Anti-together ActiveFinder behaviour

Morning!

I was looking forward to implement model-level cache layer as extension (or even hack) within ActiveRecord. Current implementation of ActiveFinder was a surprise for me. Let's say we have 2 models test[id], super_test[id, test_id].

SuperTest::model()->find() will load all fields of first record. Including test_id. SuperTest::model()->find()->test expected to query one table super_test with test_id field. But it didn't. It joined 2 tables instead. I believe there were strong reasons to do it this way. Maybe difficult cases of "->with()->" or something else. Could you please share them, guys?

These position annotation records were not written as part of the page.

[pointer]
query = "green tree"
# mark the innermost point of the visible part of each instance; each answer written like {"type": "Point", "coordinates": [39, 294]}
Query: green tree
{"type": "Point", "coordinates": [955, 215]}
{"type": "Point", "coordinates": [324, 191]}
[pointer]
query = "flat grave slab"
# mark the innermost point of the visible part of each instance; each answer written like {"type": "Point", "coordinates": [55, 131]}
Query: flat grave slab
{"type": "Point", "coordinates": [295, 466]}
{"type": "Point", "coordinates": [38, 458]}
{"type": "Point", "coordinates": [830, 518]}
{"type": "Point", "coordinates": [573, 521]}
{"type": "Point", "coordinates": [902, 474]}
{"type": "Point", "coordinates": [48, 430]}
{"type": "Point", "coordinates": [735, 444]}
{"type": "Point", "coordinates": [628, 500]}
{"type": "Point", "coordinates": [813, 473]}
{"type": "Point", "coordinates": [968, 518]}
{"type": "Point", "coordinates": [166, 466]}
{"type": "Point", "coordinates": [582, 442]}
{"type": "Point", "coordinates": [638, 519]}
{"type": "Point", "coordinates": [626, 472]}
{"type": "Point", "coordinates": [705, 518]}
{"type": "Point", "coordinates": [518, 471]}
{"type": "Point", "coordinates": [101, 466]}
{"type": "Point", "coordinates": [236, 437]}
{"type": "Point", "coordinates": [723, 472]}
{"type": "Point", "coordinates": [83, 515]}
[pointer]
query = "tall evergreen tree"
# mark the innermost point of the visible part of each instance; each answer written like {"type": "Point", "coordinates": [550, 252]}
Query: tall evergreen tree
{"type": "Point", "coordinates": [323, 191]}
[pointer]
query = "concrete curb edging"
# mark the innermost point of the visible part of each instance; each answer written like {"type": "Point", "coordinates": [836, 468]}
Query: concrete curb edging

I trust we could just run one-table query in most cases. This way is faster and easier to handle with caching. With explanation I could implement switches in correct places, add cache layer and propose diff which could help others.

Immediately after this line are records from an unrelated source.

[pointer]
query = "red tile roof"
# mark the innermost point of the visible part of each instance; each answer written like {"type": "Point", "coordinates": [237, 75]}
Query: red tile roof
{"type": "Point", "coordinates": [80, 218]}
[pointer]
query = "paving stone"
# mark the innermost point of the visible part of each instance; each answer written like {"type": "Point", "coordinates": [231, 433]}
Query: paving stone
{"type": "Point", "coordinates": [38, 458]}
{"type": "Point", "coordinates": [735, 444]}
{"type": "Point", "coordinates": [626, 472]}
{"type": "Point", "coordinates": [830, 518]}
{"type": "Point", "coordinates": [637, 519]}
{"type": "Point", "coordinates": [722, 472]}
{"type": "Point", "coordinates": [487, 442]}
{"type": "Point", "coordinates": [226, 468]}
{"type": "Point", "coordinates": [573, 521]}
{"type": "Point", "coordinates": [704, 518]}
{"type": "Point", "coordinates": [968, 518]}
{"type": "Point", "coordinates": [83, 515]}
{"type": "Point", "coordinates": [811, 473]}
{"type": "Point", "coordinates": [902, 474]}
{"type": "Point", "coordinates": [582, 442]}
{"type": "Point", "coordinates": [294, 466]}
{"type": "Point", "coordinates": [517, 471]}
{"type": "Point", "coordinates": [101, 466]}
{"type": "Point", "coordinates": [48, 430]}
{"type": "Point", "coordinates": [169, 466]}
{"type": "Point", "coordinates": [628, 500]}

Either I wonder if there well way to add database-connection switch functionality in concrete model depending on some function or anything. Second thing I really miss in current ActiveRecord implementation is sharding support. And probably there's way to do it without strictly changing AR code. I didn't find it. Going to share result too.

We are going to base on yii in extremely high-loaded project. And alternatives' list is completely empty. You are doing great work with Yii.

Nice find! Could you please create a ticket regarding optimizing the lazy load by not using JOIN query? We will implement this in 1.1 release.

Could you explain what "sharding support" is?

Unfortunately 1.1 release is so far away :. We have deadline in project right in december :]. I'll try to implement this feature in 1.0.6 and create ticket right after, including diff attachment. Next step gonna be model-cache layer implementation becoming increadibly easy.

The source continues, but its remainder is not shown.